34. being cancer and said antibody, method according to claim 22, wherein said disease be selected from the group of forming by following: hR1 (anti-IGF-1R), hPAM4 (anti-stick albumen), hA20 (anti-CD20), hA19 (anti-CD19), hIMMU31 (anti-AFP), hLL1 (anti-CD74), hLL2 (anti-CD22), hMu-9 (anti-CSAp), hL243 (anti-HLA-DR), hMN-14 (anti-CEACAM5), hMN-15 (anti-CEACAM6), hRS7 (anti-Trop-2), hMN-3 (anti-CEACAM6), Ab124 (anti-CXCR4) and AM125 (anti-CXCR4).

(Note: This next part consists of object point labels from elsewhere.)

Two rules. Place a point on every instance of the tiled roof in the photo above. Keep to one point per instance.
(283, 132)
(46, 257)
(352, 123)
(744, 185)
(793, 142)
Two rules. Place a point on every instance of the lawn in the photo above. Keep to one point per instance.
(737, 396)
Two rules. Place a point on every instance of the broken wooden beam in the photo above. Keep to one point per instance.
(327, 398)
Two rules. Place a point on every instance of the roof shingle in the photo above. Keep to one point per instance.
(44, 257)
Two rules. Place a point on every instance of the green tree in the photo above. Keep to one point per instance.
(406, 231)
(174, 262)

35. method according to claim 22, it further comprises to said experimenter uses at least a therapeutic agent.

36. method according to claim 35, wherein said therapeutic agent be before the said targeted delivery complex, with said targeted delivery complex simultaneously or after said targeted delivery complex, use.

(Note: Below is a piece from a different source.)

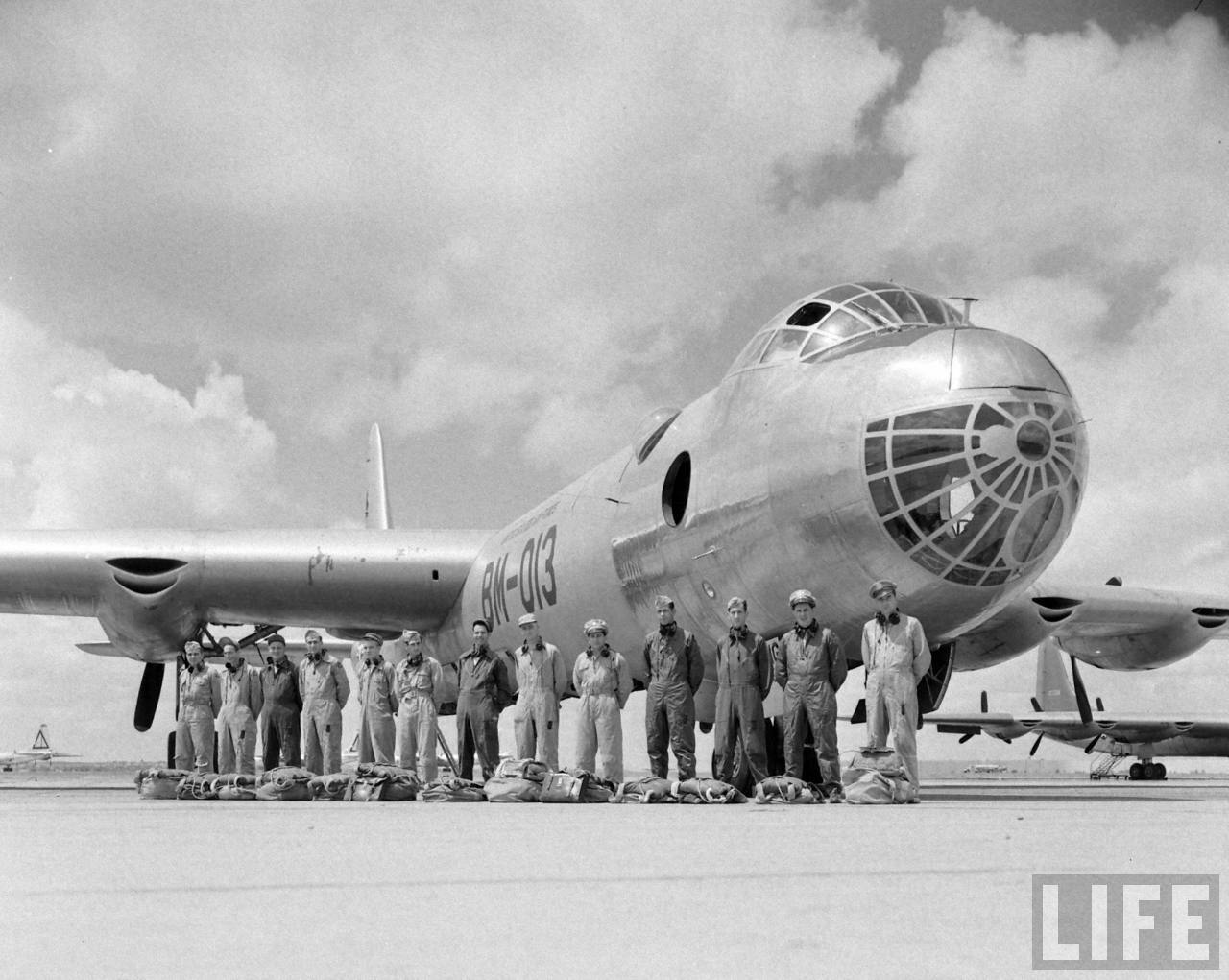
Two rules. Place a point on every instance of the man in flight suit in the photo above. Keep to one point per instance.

37. method according to claim 35, wherein said therapeutic agent is selected from the group of being made up of following: radionuclide, chemotherapeutic agent, toxin, immunomodulator, hormone, hormone antagonist, enzyme, photosensitive therapeutic agent, anti-angiogenic agent and short apoptosis agent.

38. a pharmaceutical composition, it comprises targeted delivery complex according to claim 1.

39. a test kit, it comprises targeted delivery complex according to claim 1.